Fenerbahçe Başkanlar Listesi çoğu zaman hatalı oluşturuluyor[kaynağı değiştir]

Bunun başlıca sebebi ise; kulübün kuruluşundan itibaren sürekli olarak yönetimin el değiştirmesi ve kurucuların ilk yıllarda (1907-1909) kulübü terk etmelerinden kaynaklanmaktadır.

Bu sebeple kuruluştan itibaren kulüp yönetiminde sürekli "ikilik" oluşmuş ve günümüzde Fenerbahçe'nin resmi web sitesinde dahi kesin sonuca varılamayarak her ay listenin revize edildiğine şahit olmaktayız.

1932 yılında Kuşdili'ndeki kulüp binasının yangın sonucunda ağır hasar almasıyla birlikte tüm arşivin tahrip olmasından dolayı da bugün kayıtlar net olarak kulübün elinde bulunamamaktadır.

Öncelikle; Fenerbahçe, 1911'de Elkatipzade Mustafa Bey'in katılımıyla birlikte büyük bir revize hamlesinden geçti ve baştan aşağı kulübün kurumsallığı oluşturuldu. Kulüp önceleri tek bir kişi ile yönetilirken; 1911 yılındaki yapılanma sonucu 3 kişiden oluşan bir yönetim grubu (Reis - Veznedar ve Genel Kaptan) tarafından idare edildi.

Bunun sonucunda da bugün hala net, sahih şekilde hangi ismin, hangi tarihlerde başkanlık vazifesinde bulunduğundan emin olamıyoruz.

Ancak şu var ki; Galip Kulaksızoğlu ve Arif Emirzade Bey'ler, kulüpte resmi ve üyeler tarafından seçilerek kulüp yönetimine geçmiş yöneticiler değillerdir. Vekaleten kulüpte yöneticilik yapmışlardır ve bunun sebebi ise 1909'da Ayetullah Bey'in vazifeden yorulduğunu belirterek kulüpten çekilmesiyle oluşan idari buhrandan kaynaklanmaktadır. Ayetullah Bey, kulübün resmi tarihçilerinden Dr. Rüştü Dağlaroğlu'nun kitabında belirttiği üzere de "Kulüp reisi Ayetullah Bey, idari sahada çok yorulduğunu öne sürüp ayrılırken, Yönetim Kurulu Başkanlığını; genç mühendis Emirzade Arif’e bırakmıştır. Kulüpte 1911 yılı içerisinde birkaç ay, kısa süreli başkanlık görevini yürüttü." şeklinde geçen cümlelerinden anlamaktayız (Kitap: 1907-1957 Fenerbahçe Tarihi)

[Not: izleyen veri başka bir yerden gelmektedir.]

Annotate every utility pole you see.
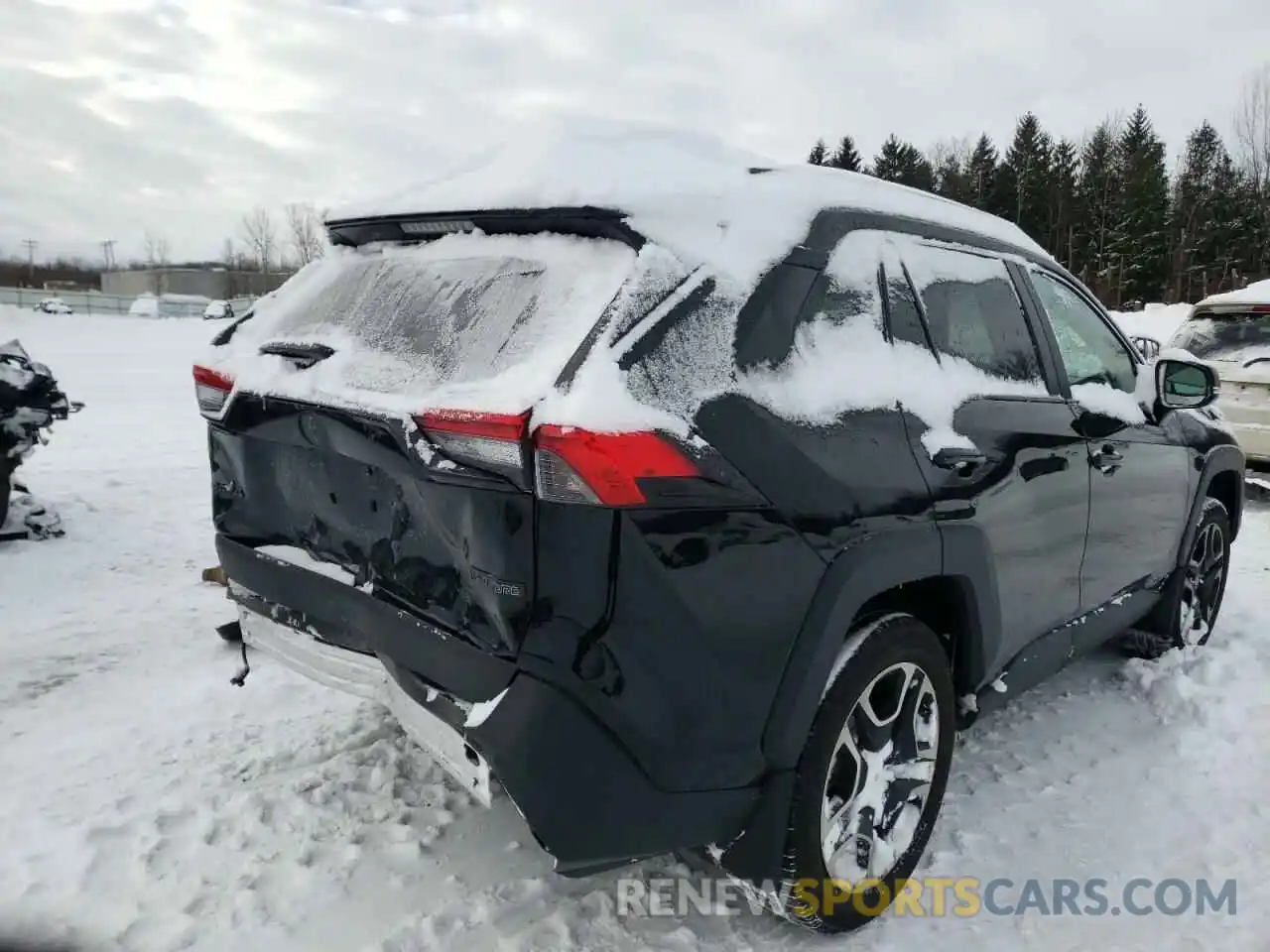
[22,239,40,285]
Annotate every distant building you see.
[101,268,291,300]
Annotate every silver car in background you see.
[1167,289,1270,464]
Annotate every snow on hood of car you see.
[331,121,1048,292]
[1195,280,1270,307]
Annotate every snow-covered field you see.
[0,308,1270,952]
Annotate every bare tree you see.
[145,230,172,295]
[242,205,277,273]
[1234,64,1270,198]
[282,202,326,268]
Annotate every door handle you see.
[1089,443,1124,476]
[931,447,988,476]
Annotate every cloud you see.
[0,0,1270,257]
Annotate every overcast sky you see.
[0,0,1270,259]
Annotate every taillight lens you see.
[534,425,699,505]
[194,364,234,417]
[414,410,530,479]
[414,410,701,507]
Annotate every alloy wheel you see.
[1178,522,1225,645]
[821,661,940,884]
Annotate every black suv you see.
[194,169,1244,930]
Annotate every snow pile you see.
[1110,303,1192,344]
[335,121,1044,291]
[1199,280,1270,307]
[1072,383,1156,426]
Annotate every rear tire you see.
[0,463,13,527]
[785,615,955,933]
[1120,498,1230,660]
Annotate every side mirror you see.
[1155,358,1218,410]
[1130,337,1160,361]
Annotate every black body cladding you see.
[209,198,1243,880]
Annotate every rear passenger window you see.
[904,245,1042,381]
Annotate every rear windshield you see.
[218,235,636,409]
[273,257,554,381]
[1170,313,1270,361]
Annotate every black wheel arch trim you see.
[1178,445,1244,567]
[763,522,1001,772]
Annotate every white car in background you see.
[1167,281,1270,463]
[128,295,212,317]
[203,300,234,321]
[36,298,75,313]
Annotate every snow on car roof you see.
[1195,280,1270,309]
[332,122,1048,294]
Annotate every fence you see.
[0,289,255,317]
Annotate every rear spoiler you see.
[326,205,645,251]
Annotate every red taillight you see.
[414,410,701,507]
[414,410,530,479]
[534,425,699,505]
[194,364,234,416]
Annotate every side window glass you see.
[883,246,930,350]
[799,230,884,332]
[1029,272,1138,394]
[904,245,1042,382]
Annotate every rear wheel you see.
[785,615,953,932]
[0,462,13,526]
[1121,499,1230,658]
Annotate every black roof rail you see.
[326,205,645,251]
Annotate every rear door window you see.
[904,245,1043,384]
[1028,271,1138,394]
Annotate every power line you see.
[22,239,40,283]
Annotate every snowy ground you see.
[0,308,1270,952]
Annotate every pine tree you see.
[965,133,997,212]
[997,113,1052,244]
[1170,121,1234,300]
[1048,139,1080,269]
[935,153,971,202]
[1116,105,1169,300]
[828,136,863,172]
[1074,121,1121,300]
[872,135,935,191]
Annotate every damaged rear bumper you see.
[239,604,491,806]
[217,536,759,875]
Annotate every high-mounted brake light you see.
[401,218,476,235]
[414,410,530,477]
[534,425,701,505]
[194,364,234,417]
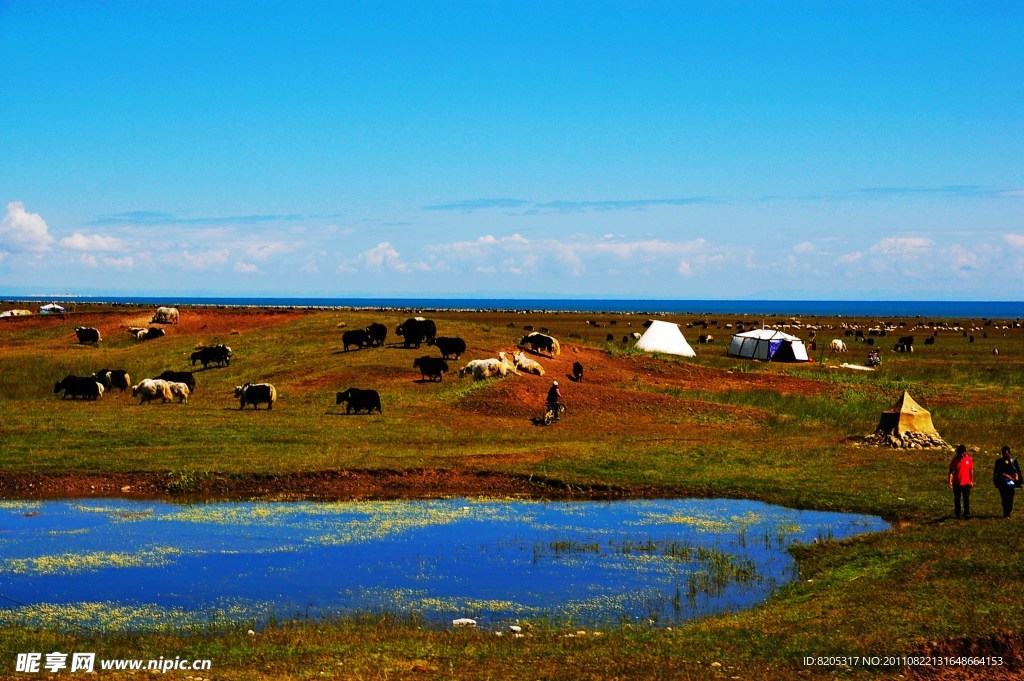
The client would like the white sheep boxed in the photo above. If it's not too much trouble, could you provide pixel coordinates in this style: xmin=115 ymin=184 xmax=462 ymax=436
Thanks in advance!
xmin=512 ymin=352 xmax=544 ymax=376
xmin=131 ymin=378 xmax=174 ymax=405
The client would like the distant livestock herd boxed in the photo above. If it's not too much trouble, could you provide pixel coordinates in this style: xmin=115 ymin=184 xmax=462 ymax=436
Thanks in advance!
xmin=53 ymin=307 xmax=583 ymax=414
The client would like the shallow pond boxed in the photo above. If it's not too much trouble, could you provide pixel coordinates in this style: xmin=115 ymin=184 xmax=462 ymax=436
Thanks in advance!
xmin=0 ymin=499 xmax=888 ymax=632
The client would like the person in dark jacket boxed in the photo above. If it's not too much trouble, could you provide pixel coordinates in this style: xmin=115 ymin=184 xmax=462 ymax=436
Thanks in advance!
xmin=949 ymin=444 xmax=974 ymax=518
xmin=548 ymin=381 xmax=562 ymax=419
xmin=992 ymin=444 xmax=1021 ymax=518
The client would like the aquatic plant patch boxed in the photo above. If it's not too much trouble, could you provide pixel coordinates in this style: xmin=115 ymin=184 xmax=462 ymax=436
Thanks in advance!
xmin=0 ymin=499 xmax=888 ymax=631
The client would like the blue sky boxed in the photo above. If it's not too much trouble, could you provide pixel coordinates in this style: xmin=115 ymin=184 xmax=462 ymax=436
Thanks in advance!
xmin=0 ymin=0 xmax=1024 ymax=300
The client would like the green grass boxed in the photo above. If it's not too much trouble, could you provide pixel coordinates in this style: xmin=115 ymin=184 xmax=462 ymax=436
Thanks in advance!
xmin=0 ymin=310 xmax=1024 ymax=679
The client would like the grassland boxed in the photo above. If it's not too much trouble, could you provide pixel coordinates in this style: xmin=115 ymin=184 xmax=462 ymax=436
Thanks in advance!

Galip Kulaksızoğlu ve Arif Emirzade, bu idari eksiklikten oluşan buhran sonucu takımdaki en eski üyeler olduğundan dolayı 1911 yılında müşterek şekilde "vekaleten" başkanlık vazifelerinde bulunmuşlardır.

Sabri Toprak Bey, 1909 yılında İttihat Terakki'nin Kadıköy şubesi Umum-i Katiplik vazifesine getirilmiş ve bu yıllarda Fenerbahçe ile bağlantısı başlamış, 1910'dan itibaren 1934 yılına yani hastalandığı zamana (1938'de vefat etti) dek, kulüple bağlantısı kesilmemiş bir yöneticidir. Hatta; 1920 yılında Malta'ya sürgün edildiğinde dahi kulübün Umum-i Reislik vazifesinde bulunmuştur. Bugün hala resmi web sitesinde 1915-1934 yazması da bundan kaynaklanmaktadır.

Osman Fuad Efendi, 1911 yılında Reis-i Fahri unvanıyla kulüpte yöneticilik yapmıştır. 1911-1912 yılında İstanbul Futbol Ligi'nde Şampiyon olan Fenerbahçe'nin tüm takım kadrosuyla çekilmiş fotoğrafın altında "Şehzade Salahaddin Efendi'nin mahdumları (evladı) Osman Fuad Efendi'nin himayeleri altında müteessis Fenerbahçe Sporting Kulüp Heyeti" ile başlayan ve takım kadrosunda bulunan tüm isimlerin yazıldığı bir evrak bugün hala kulüp arşivlerinde bulunmaktadır. Osman Fuad Efendi, 1913'te başlayan Trablusgarp Savaşı sonucunda bölgeye gönderilmiş, vazifelendirilmiştir. bu yüzden de 1913'te başkanlıktan çekilmek zorunda kalmıştır.

Doktor Nazım Bey, 1916 yılı sonlarında "Reis-i Fahri" sıfatıyla Fenerbahçe'de ismen yönetici vazifesinde bulunmuştur. 1917 yılında bu görevden ayrılmıştır.